My Lords, I will respond to the debate, but my comments apply equally to the next group, so I hope that the noble Baroness, Lady McIntosh, will forgive me if I do not respond to that group separately. We have heard some very thoughtful and persuasive contributions to the debate on these amendments this evening, and once again my noble friend Lord Hunt and the noble Lord, Lord Clement-Jones, have very eloquently led the charge. I congratulate them on their contributions and the constructive detail of their proposals. Issues such as this require some specific proposals to have any meaning and their amendments very much do that: they spell out some solutions to the challenges we face. I also welcome the specific proposal from the noble Baroness, Lady Tyler, who made the case well for a single identifier for children.
The underlying issues around the use of information collected by the NHS are not new. As we know and have heard, the NHS is almost unique in being a single player in this field, at least for some purposes. It can and often does lead the world in its ability to collect and aggregate patient data to drive improvement and for other non-profit-making purposes.
Since the organisational changes of the 1990s, data collection and use have been well developed, and information and analysis—for example, from the Secondary Uses Service and some GP sources—have been extensively used by academics and researchers, as well as operational managers, to huge public benefit. But we have struggled, as we have heard. Despite hugely expensive meanders into, for example, the National Programme for IT, we are far from the goal of integrated data sharing, even in a single hospital, let alone all hospitals, let alone for all care. Clearly, technical, legal and cultural barriers need to be overcome before we can maximise the use of all the data collected.
As noble Lords have pointed out, the groundswell of opposition to data collection and the related concerns about who gets to use it and for what purposes runs along these barriers. We know that the NHS often has dismal communications—for example, around CareCo and the recent changes to the use of GP data, which we have heard about this evening.
Although we do not own our data, there is a very powerful set of legal protections over what data can be collected and stored about us and what it can be used for. If the public had absolute confidence in the systems and usage rules, there would be far fewer objections to their information being used to drive improved healthcare, innovative drugs research or better preventive or public health information programmes. But the reality is that concerns are widespread—about data breaches, about NHS data reaching people who do not need to see it and, more recently, as we have heard, about data being used by a number of unethical organisations and private companies to drive profitability rather than for the improvement of public health.
Many patients would wish to be able to refuse to allow data collected about them to be used simply to drive a better marketing campaign for slimming or cosmetic aids but would allow their data to be aggregated so that better drugs could be developed and treatments improved to save lives; that would be an altogether different matter. Amendment 305A, in the name of my noble friend Lord Hunt, on establishing a sovereign health fund to invest in data-driven healthcare assets to generate long-term income for health and care makes that point, and I am sure it would have public support.
The key principle should be that all data collected for the purposes of care should be held and controlled by the public sector and its use protected. It should be subject to ethical guidelines and independently verified by an expert oversight group. These amendments would strengthen these rights in those regards.

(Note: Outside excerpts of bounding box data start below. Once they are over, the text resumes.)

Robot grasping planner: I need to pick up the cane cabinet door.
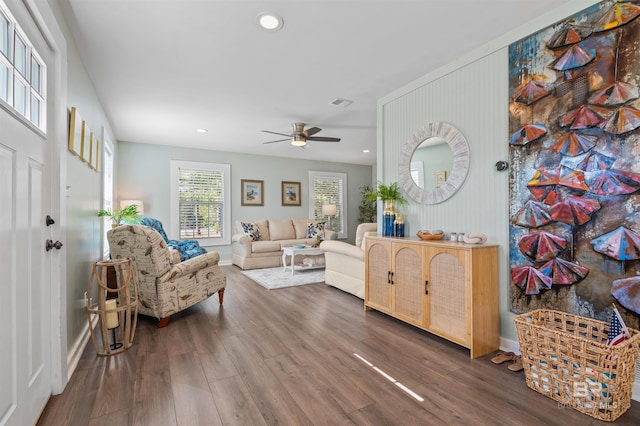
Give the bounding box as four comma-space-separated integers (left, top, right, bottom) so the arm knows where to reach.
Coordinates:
391, 243, 425, 327
425, 247, 470, 346
364, 238, 392, 313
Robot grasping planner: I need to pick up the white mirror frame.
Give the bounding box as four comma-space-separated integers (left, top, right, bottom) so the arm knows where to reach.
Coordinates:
399, 121, 469, 204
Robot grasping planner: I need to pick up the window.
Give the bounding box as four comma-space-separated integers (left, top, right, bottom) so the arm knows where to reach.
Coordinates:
171, 160, 231, 246
0, 0, 46, 131
98, 131, 113, 259
309, 171, 349, 238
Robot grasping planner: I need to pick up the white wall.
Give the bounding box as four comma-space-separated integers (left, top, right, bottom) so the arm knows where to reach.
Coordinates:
377, 0, 597, 343
116, 142, 373, 263
50, 1, 118, 363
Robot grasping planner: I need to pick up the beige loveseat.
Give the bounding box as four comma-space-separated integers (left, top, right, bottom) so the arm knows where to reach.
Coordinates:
231, 219, 338, 269
320, 223, 378, 299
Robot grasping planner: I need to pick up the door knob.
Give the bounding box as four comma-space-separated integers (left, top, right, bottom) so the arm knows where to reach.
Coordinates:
45, 240, 62, 251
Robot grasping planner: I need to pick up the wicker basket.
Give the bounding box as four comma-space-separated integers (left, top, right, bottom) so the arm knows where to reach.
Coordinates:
515, 309, 640, 421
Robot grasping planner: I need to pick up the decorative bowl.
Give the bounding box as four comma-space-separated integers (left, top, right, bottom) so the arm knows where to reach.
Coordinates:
416, 230, 444, 240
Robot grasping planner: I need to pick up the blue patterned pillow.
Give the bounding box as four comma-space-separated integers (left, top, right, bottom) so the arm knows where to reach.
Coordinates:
307, 222, 324, 240
240, 222, 262, 241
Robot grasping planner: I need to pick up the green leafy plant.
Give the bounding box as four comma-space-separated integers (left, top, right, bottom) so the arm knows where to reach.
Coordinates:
366, 181, 407, 206
98, 204, 140, 225
358, 184, 378, 223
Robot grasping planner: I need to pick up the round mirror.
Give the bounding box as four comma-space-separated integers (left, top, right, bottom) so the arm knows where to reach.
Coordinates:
410, 136, 453, 190
399, 122, 469, 204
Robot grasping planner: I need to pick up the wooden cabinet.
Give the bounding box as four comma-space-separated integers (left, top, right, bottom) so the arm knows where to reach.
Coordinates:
365, 237, 500, 358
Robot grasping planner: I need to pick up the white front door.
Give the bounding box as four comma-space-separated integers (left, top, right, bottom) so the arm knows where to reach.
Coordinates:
0, 110, 51, 425
0, 2, 60, 425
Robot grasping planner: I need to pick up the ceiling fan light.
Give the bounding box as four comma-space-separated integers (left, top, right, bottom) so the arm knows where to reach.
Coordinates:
291, 135, 307, 146
257, 12, 284, 31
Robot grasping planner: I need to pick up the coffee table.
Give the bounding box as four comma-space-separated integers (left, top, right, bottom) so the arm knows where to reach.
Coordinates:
282, 246, 324, 275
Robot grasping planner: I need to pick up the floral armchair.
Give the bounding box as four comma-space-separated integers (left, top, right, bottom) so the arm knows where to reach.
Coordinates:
107, 225, 227, 327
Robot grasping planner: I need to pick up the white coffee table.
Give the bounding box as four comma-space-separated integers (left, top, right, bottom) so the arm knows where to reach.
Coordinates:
282, 246, 324, 275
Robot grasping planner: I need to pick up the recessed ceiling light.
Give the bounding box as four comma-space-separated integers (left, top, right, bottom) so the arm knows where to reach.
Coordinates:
257, 12, 284, 31
329, 98, 353, 108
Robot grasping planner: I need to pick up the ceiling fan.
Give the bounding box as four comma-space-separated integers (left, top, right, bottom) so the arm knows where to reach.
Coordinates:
263, 123, 340, 148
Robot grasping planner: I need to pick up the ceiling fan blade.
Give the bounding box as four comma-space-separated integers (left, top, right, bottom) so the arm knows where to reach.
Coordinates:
262, 130, 291, 137
302, 127, 322, 138
307, 136, 340, 142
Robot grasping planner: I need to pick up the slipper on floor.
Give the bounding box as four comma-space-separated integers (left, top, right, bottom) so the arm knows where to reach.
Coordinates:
507, 356, 524, 373
491, 352, 517, 364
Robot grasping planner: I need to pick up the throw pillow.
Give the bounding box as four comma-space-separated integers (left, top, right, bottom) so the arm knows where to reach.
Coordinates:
240, 222, 262, 241
307, 222, 324, 240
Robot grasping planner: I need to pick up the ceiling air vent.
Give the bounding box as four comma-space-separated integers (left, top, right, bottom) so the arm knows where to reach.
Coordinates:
329, 98, 353, 108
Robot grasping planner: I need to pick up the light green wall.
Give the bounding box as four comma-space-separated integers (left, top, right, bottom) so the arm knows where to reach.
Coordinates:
116, 142, 373, 262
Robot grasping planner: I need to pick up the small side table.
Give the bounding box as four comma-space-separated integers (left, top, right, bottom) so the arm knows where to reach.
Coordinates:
282, 246, 324, 275
87, 259, 138, 356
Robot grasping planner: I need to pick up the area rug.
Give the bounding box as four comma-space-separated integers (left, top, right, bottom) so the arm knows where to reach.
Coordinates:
242, 267, 324, 290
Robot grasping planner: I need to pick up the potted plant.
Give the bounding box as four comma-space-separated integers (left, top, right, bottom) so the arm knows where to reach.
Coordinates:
367, 181, 407, 237
366, 181, 407, 211
358, 184, 378, 223
98, 204, 140, 228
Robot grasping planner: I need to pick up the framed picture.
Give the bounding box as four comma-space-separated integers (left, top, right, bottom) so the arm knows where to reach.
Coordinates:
240, 179, 264, 206
80, 128, 93, 166
282, 181, 300, 206
435, 170, 447, 188
68, 107, 84, 158
89, 133, 100, 172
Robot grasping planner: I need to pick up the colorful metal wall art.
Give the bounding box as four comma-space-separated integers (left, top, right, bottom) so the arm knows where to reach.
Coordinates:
509, 1, 640, 328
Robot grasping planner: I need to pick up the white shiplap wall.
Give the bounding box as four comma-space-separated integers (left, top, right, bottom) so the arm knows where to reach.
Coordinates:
378, 49, 510, 339
377, 0, 640, 401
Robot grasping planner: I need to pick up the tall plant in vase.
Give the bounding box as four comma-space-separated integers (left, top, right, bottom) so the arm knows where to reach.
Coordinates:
98, 204, 140, 228
369, 181, 407, 237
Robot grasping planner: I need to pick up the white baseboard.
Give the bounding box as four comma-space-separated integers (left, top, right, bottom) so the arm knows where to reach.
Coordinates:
67, 315, 98, 382
500, 337, 640, 402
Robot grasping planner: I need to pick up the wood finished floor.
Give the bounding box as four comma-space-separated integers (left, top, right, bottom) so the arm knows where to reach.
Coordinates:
38, 266, 640, 426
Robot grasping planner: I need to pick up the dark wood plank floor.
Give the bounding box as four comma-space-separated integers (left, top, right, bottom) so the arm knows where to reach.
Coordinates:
38, 266, 640, 426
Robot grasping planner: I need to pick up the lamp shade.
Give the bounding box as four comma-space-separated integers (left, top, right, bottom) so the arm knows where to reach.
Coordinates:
322, 204, 338, 216
120, 200, 144, 214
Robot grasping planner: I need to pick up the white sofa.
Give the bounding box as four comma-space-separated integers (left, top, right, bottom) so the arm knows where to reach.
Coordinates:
231, 219, 338, 270
320, 223, 378, 299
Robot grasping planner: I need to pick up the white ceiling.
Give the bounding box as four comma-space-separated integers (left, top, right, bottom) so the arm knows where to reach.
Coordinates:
61, 0, 569, 164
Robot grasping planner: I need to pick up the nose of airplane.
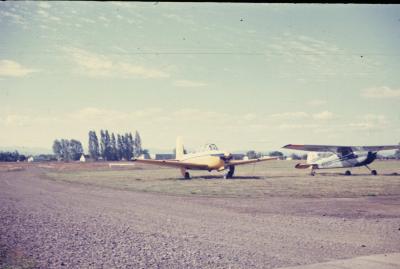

Anyone who visited a hospital 20 years ago and walked around would probably have come across a trolley stacked with files that could easily have been removed or read. However, IT and the ability to aggregate vast amounts of data, allowing serious data breaches, is a modern and valid concern. My noble friend Lord Davies illustrated this with specific concerns about smart programmes which can identify individual people from a very small amount of data about their lives.
So we do feel that these amendments would be a very helpful way to address the underlying and fundamental problems of the lack of patient and public confidence in how their data is going to be used and shared. I hope the Minister, the noble Baroness—no, it is the noble Lord—agrees that these proposals offer a helpful way forward in addressing these concerns. While we will not press the amendments to a vote this evening, I hope he is able to offer some reassurance that some of these practical proposals will be taken forward by the Government.